RAID configurations are a highly debated topic. RAID has been around for a very long time. Hard drives have changed, but the technology behind RAID really hasn’t. So what may have been considered ideal a few years ago may not be ideal today. If you are solely relying on multiple hard drives as a safety measure to prevent data loss, you are in for a disaster. Ideally you will use a mutli-drive array for an increase in speed and lower access times and have a backup of your data elsewhere. I have seen arrays with hot spares that had multiple drives fail and the data was gone.

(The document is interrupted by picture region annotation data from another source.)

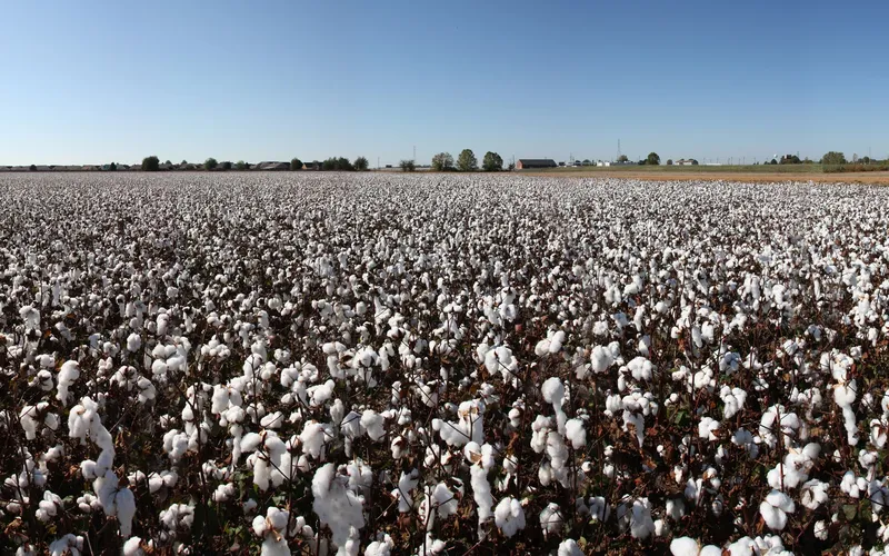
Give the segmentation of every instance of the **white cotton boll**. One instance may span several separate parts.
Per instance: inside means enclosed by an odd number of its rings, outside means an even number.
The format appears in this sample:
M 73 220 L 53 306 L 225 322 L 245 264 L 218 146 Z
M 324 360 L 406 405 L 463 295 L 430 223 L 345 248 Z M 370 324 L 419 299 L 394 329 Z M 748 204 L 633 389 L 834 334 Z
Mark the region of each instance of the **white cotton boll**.
M 722 386 L 719 391 L 719 397 L 722 398 L 722 401 L 726 404 L 722 416 L 726 419 L 730 419 L 743 407 L 743 403 L 747 400 L 747 391 L 741 388 Z
M 632 538 L 646 539 L 655 533 L 655 522 L 651 519 L 651 505 L 648 498 L 633 500 L 630 514 L 630 535 Z
M 587 445 L 587 430 L 581 419 L 569 419 L 565 424 L 565 436 L 571 441 L 571 447 L 575 449 Z
M 80 365 L 77 361 L 64 361 L 59 376 L 57 378 L 58 393 L 56 399 L 62 403 L 63 406 L 68 405 L 68 389 L 80 377 Z
M 800 489 L 800 504 L 809 509 L 818 509 L 828 499 L 828 484 L 818 479 L 807 480 Z
M 262 437 L 259 434 L 248 433 L 241 438 L 241 451 L 253 451 L 260 444 L 262 444 Z
M 259 554 L 260 556 L 290 556 L 290 547 L 287 545 L 287 538 L 283 536 L 267 536 L 262 540 L 262 547 Z
M 577 540 L 569 538 L 559 544 L 556 556 L 583 556 L 583 550 L 577 544 Z
M 525 509 L 516 498 L 503 498 L 495 509 L 495 524 L 503 534 L 510 538 L 520 529 L 525 528 Z
M 759 505 L 759 514 L 772 530 L 781 530 L 787 525 L 787 514 L 796 510 L 793 500 L 780 490 L 772 490 Z
M 670 542 L 670 554 L 673 556 L 698 556 L 701 547 L 691 537 L 678 537 Z
M 559 510 L 559 505 L 550 503 L 540 512 L 540 528 L 543 530 L 543 537 L 549 535 L 559 535 L 562 527 L 562 515 Z
M 645 357 L 636 357 L 627 364 L 627 368 L 636 380 L 651 380 L 655 374 L 655 365 Z
M 609 349 L 603 346 L 596 346 L 592 348 L 592 353 L 590 355 L 590 365 L 592 366 L 593 373 L 605 373 L 613 364 L 615 358 Z
M 127 350 L 128 351 L 139 351 L 139 348 L 142 347 L 142 337 L 138 334 L 133 332 L 127 337 Z
M 130 537 L 123 543 L 123 556 L 143 556 L 144 550 L 141 547 L 142 539 L 139 537 Z
M 352 530 L 364 526 L 364 498 L 346 488 L 347 483 L 348 479 L 337 474 L 333 464 L 319 467 L 312 477 L 312 509 L 321 525 L 330 527 L 338 547 L 344 547 Z
M 826 524 L 823 519 L 819 519 L 818 522 L 815 522 L 812 533 L 815 534 L 815 538 L 818 540 L 827 540 L 827 537 L 830 533 L 830 526 Z
M 136 497 L 129 488 L 121 488 L 114 495 L 120 536 L 129 537 L 132 532 L 132 518 L 136 516 Z
M 281 425 L 284 421 L 284 416 L 281 411 L 274 411 L 271 414 L 266 415 L 259 420 L 259 424 L 269 429 L 281 428 Z
M 701 417 L 700 423 L 698 423 L 698 436 L 706 440 L 716 440 L 718 437 L 716 436 L 716 431 L 719 430 L 719 421 L 715 420 L 711 417 Z
M 383 417 L 372 409 L 366 409 L 361 414 L 361 426 L 367 429 L 368 436 L 371 440 L 379 441 L 386 436 L 386 428 L 383 427 Z

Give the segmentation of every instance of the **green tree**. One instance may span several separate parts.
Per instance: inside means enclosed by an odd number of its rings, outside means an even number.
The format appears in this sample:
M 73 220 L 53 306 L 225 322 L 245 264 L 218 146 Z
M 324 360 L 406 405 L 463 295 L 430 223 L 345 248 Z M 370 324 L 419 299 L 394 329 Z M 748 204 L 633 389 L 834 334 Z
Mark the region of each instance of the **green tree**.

Do yourself a favor and read up on the different types of RAID arrays and plan accordingly. Personally, I use a RAID 10 array with an automated backup to the cloud. I feel with that setup, I’ve done what I can to keep my data safe.
Hi Tom, I have this unit and was wondering if in your opinion the so-dimm memory module could be upgraded to a larger size? Also do you know if the stock memory is ECC?

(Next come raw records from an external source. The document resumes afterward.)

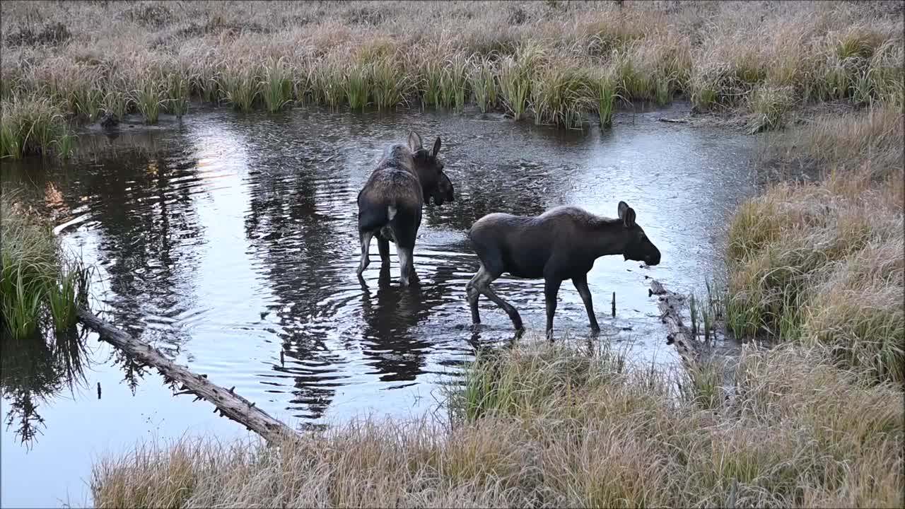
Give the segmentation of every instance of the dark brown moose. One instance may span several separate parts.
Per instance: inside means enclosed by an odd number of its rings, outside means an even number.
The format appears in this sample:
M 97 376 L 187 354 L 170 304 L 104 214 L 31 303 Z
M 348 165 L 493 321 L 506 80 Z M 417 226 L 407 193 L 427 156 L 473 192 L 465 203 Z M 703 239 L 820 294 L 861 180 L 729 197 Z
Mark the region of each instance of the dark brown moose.
M 433 198 L 440 206 L 453 201 L 452 182 L 443 172 L 438 158 L 440 137 L 428 150 L 415 132 L 408 135 L 408 146 L 388 145 L 377 168 L 358 192 L 358 238 L 361 261 L 357 274 L 367 268 L 371 238 L 377 237 L 381 263 L 390 263 L 389 243 L 396 245 L 399 257 L 399 284 L 408 286 L 414 275 L 412 264 L 414 238 L 421 226 L 421 209 Z
M 516 330 L 523 330 L 519 312 L 490 287 L 493 280 L 509 273 L 516 277 L 544 278 L 548 338 L 552 339 L 557 293 L 567 279 L 572 280 L 581 294 L 591 329 L 600 331 L 587 288 L 587 273 L 594 262 L 600 256 L 622 254 L 648 265 L 660 263 L 660 251 L 634 218 L 634 210 L 621 201 L 618 219 L 599 217 L 575 206 L 557 206 L 538 216 L 495 213 L 478 219 L 468 232 L 481 260 L 478 273 L 465 287 L 472 322 L 481 323 L 478 297 L 483 293 L 506 311 Z

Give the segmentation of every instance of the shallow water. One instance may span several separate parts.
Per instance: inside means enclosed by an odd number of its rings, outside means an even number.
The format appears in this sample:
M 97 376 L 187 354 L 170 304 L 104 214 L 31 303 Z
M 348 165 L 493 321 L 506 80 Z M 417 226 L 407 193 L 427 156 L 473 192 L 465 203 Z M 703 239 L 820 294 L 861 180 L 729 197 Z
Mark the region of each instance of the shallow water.
M 615 216 L 619 200 L 628 202 L 662 262 L 597 261 L 588 283 L 598 339 L 631 341 L 645 361 L 674 361 L 646 276 L 700 290 L 719 263 L 728 214 L 753 191 L 751 139 L 656 120 L 687 110 L 620 114 L 607 132 L 469 113 L 196 111 L 160 128 L 122 126 L 115 138 L 84 133 L 82 155 L 65 166 L 4 162 L 4 190 L 49 209 L 66 245 L 95 264 L 95 310 L 278 418 L 300 426 L 418 416 L 437 407 L 440 384 L 476 346 L 513 336 L 484 298 L 484 325 L 469 327 L 464 288 L 477 260 L 465 232 L 491 212 L 575 205 Z M 356 196 L 383 147 L 410 129 L 425 143 L 443 137 L 456 200 L 425 210 L 417 284 L 398 287 L 395 254 L 382 271 L 375 245 L 363 286 Z M 504 276 L 494 287 L 542 331 L 542 281 Z M 586 334 L 570 283 L 559 301 L 556 336 Z M 157 374 L 136 379 L 133 395 L 121 381 L 128 364 L 93 338 L 89 344 L 97 351 L 87 383 L 44 391 L 36 438 L 21 443 L 22 390 L 4 387 L 13 423 L 2 435 L 5 506 L 90 503 L 91 462 L 139 438 L 186 429 L 247 436 L 209 404 L 172 398 Z

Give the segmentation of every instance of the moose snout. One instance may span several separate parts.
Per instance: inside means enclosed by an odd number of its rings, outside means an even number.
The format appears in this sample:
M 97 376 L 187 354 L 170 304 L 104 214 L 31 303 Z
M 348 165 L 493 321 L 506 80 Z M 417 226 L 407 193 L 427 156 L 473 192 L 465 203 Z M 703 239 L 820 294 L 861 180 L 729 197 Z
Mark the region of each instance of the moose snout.
M 647 264 L 648 265 L 660 264 L 660 251 L 657 251 L 656 253 L 649 254 L 648 256 L 644 257 L 644 263 Z

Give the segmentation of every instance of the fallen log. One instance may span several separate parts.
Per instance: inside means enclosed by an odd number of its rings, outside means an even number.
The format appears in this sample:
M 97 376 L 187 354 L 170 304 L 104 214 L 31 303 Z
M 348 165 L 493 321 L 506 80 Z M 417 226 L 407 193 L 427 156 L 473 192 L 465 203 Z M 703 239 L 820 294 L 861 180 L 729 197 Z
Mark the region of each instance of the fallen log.
M 675 345 L 679 356 L 686 368 L 696 365 L 700 359 L 703 345 L 694 333 L 682 322 L 681 310 L 685 296 L 670 292 L 655 279 L 651 280 L 651 289 L 648 295 L 657 295 L 657 307 L 660 309 L 660 320 L 666 324 L 668 335 L 667 344 Z
M 726 411 L 735 405 L 736 392 L 734 383 L 735 369 L 733 362 L 728 358 L 716 356 L 711 345 L 697 338 L 697 335 L 686 326 L 681 320 L 681 311 L 687 299 L 684 295 L 671 292 L 663 287 L 659 281 L 651 280 L 648 296 L 657 295 L 657 307 L 660 309 L 660 318 L 666 324 L 668 331 L 667 344 L 673 344 L 682 364 L 689 373 L 695 373 L 704 365 L 717 370 L 726 401 L 723 408 Z
M 88 310 L 80 309 L 78 316 L 79 321 L 96 331 L 101 340 L 135 360 L 157 368 L 165 379 L 181 383 L 182 388 L 176 394 L 195 394 L 195 399 L 206 399 L 216 407 L 214 412 L 219 410 L 220 415 L 244 425 L 268 442 L 276 442 L 296 434 L 292 428 L 258 408 L 254 403 L 239 396 L 233 389 L 226 389 L 211 382 L 207 379 L 207 375 L 196 375 L 185 366 L 174 363 L 157 349 L 117 329 Z

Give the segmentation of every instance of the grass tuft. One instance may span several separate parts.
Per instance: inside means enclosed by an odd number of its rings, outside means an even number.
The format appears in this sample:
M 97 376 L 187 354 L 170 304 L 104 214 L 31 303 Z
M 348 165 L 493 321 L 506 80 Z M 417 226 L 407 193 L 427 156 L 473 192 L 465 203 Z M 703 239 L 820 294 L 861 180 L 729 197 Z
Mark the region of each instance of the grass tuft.
M 521 344 L 466 368 L 446 425 L 140 444 L 96 464 L 91 493 L 98 507 L 899 505 L 900 387 L 827 355 L 748 349 L 731 398 L 711 371 L 684 399 L 688 379 L 624 352 Z

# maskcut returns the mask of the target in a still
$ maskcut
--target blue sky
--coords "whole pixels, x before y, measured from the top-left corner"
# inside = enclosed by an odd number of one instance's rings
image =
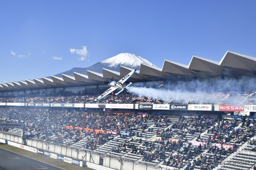
[[[86,67],[122,53],[162,67],[228,50],[256,57],[255,0],[0,1],[0,82]]]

I have this NAS, and use it for shared video editing storage with 2 editing systems. I wanted to make it work a bit faster, so I bonded the two Ethernet plugs into one “load balancing” 2Gb/s connection.
I got a Netgear GSS116E – ProSAFE 16-port Gigabit Click Switch specifically because it was able to do port aggregation.
The whole experience turned into a massive pain. I plugged the NAS into two of the switch’s ports and configured the switch to link those two ports together. It wouldn’t work. Eventually, I just tried moving the cables over to NON-aggregated ports on the switch, and the NAS popped right up on the network. I don’t know if the NAS and the GSS116e don’t have compatible port aggregation or what, but it just didn’t work. I do know that the GSS116e only does “static LAGs,” not LACP. According to the NAS’ monitoring info, it is putting out over 200MB/s (>1.6Gbps) with two plain old, unlinked gigabit ethernet ports.
So before you spend the money on a new network switch, try it out with what you have, just linking the ports in the NAS and plugging them into a dumb gig-e switch. That’s the only way I could get this to work.